A System of Latin Versification . . .

A SYSTEM OF LATIN VERSIFICATION, &c. by CHARLES ANTHON, L.L.D. New-York: Harper & Brothers, 82 Cliff-st. 1845.

  The author says in his short preface—“It will be perceived, from an examination of the present volume, that the exercises contained in it have been arranged in such a way as to form a regular and progressive course; and it is believed that, after the student has been carefully taken over the entire work, he will be fully qualified to enter upon the task of original composition in Latin verse, an accomplishment which forms decidedly the truest and most enduring ornament of classical education.” Such an accomplishment is, indeed, of great value to one who can estimate its bearings, or who, in receiving the discipline its attainment brings, has not forfeited others of far greater importance. A growing prejudice prevails in the more living and larger portion of our society against the boasted advantages of a “classical education.”—The man brought up in familiarity with outward nature, and to a use of his own bodily and instinctive powers, feels a contempt for the purblind scholar who cannot see through his spectacles what is imperatively required by a young and growing life like ours. The man whose mind has been cultivated not classically, nor in classes, but by earnest seeking and grasping on every side for what is demanded by the wants of his individual mind, doubts whether there is time, amid the vast new conquests of science, the profuse fruits of modern literature and arts, the needs in a great novel life of original thought and methods suited to the period, for a careful attention to the making of verse in the dead languages. He doubts whether the boy whose eyes have been during his best years turned too exclusively to the past will ever see as clear into the present and future as his neighbors, less schooled in the classics but better in nature and the spirit of the times.

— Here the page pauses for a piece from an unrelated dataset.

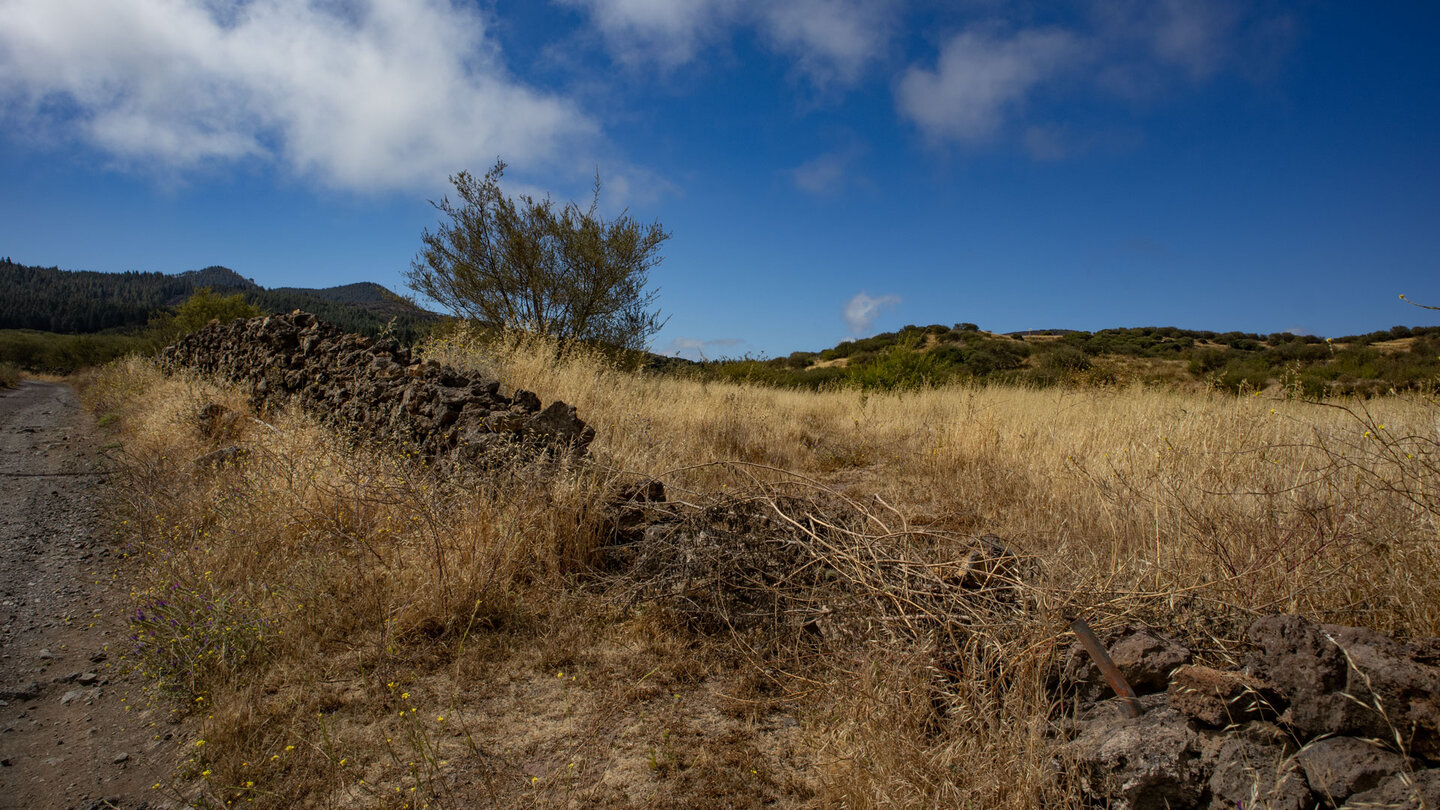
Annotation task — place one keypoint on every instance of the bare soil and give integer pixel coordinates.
(74, 728)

  Yet there is a beautiful propriety in referring back to the Greeks and Romans, could this but be done with intelligence and in harmony with the other branches of culture. It is only pedantry and indolence that makes this dangerous. The honey of Hymettus need not spoil the taste of the American wild bee, but only teach him not to content himself with the coarsest flowers when he might do better.

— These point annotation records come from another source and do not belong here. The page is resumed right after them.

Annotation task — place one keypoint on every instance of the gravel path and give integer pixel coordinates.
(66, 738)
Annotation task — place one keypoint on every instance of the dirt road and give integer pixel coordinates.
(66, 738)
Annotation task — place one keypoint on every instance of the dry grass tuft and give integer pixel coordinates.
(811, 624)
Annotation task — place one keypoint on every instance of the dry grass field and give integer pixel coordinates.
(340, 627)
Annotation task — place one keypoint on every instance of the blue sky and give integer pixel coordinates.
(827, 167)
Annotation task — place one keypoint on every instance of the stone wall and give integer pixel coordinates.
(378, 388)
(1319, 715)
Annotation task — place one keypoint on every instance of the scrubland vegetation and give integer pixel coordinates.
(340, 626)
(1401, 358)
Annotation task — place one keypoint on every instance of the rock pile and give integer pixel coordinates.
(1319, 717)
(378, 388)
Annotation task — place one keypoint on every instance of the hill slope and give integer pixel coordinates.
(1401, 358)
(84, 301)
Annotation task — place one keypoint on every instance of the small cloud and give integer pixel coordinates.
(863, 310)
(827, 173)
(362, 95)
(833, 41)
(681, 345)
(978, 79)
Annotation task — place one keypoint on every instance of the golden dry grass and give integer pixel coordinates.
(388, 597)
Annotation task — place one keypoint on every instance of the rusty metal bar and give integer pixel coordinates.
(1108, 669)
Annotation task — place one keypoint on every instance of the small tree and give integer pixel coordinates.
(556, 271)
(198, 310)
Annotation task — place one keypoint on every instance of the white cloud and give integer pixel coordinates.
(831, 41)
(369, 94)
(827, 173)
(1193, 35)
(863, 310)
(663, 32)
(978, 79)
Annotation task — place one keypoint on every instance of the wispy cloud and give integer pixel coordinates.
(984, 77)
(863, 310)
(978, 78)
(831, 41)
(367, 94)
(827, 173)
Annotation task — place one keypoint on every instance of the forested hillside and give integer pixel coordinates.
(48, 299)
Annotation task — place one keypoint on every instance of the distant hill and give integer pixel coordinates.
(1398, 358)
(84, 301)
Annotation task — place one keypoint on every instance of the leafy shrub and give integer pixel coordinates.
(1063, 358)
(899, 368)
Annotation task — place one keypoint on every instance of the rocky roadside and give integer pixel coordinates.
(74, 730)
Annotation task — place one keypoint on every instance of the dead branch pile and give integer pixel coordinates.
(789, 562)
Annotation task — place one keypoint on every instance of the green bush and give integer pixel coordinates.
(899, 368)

  Those nations brought some things to a perfection that the world will probably never see again. We must not lose the sense of this greatness because our practice is in a different sphere. For this it is that marks the true eclectic, that he need not cling to the form because he reveres the spirit that informed it, but treasures the seed of each plant that ever bloomed in the garden of Humanity, without demanding their fruit when the season is past.

“At Christmas he no more desires a rose,
Then asks for ice ’mong June’s new-fangled shows.”

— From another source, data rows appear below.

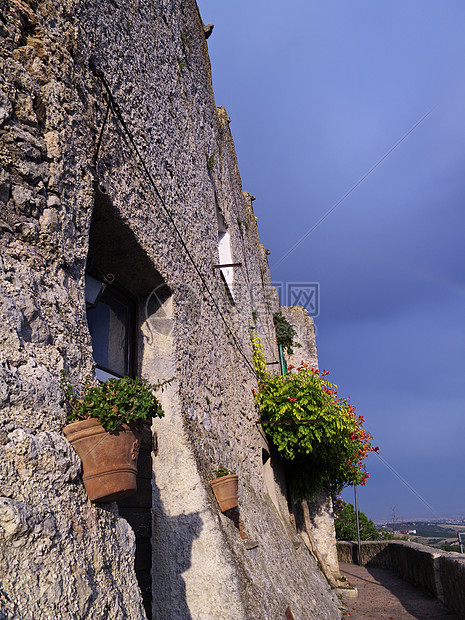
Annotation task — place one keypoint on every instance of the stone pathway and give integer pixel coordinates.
(383, 595)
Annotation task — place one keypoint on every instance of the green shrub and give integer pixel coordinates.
(318, 434)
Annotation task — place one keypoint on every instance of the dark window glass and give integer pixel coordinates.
(111, 327)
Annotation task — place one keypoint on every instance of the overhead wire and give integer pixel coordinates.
(117, 111)
(354, 187)
(409, 486)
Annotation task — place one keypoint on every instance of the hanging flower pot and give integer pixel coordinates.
(225, 489)
(109, 460)
(102, 418)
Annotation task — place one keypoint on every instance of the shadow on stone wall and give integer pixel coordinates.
(175, 534)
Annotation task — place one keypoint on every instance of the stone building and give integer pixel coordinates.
(118, 169)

  The metres, the methods of verse that grow up in a nation are one of the highest expressions of its spirit, one of the finest organizations of its life, The rules which are derived from them give the science of that life as far as it can be understood from without. Genius needs not to learn, but will take pleasure in examining them. To make verse according to rule will enable no man to write one word of poetry, but it may make him more deeply familiar with the sense in which poetry has been written, by refining the taste and cultivating the ear. To know these Greek and Roman writers critically, to imitate by rule their methods, has the same benefit for the mind, that external association with a graceful person does on the manners. A deeper intimacy may arise; mind may speak to mind, and grace to love; but, unfortunately, the way in which acquaintance is begun more frequently hinders than furthers this higher benefit. The little girl imitates the graceful lady and thus spoils her own manners, instead of, by intelligent sympathy, awakening within herself that soul of beauty from which graceful manners flow. The boy learns how the great poets wrote in measure, and copies the cadence of their feet, but neither by his tutor is he taught, nor of his own seeking mind does he learn, that metres are nothing except the harmonious movements of a mind deeply conscious of the universal harmony, and that only by adoring and studying that can he really emulate them. Were this otherwise, were the spirit made known with or through the letter, classical education, and this branch of it especially, would be of true and deep value, and demand far less time too than it has hitherto, for the mind runs quick when it apprehends the goal.*

“A System of Latin Versification . . .” New-York Daily Tribune, 12 May 1845, p. 1.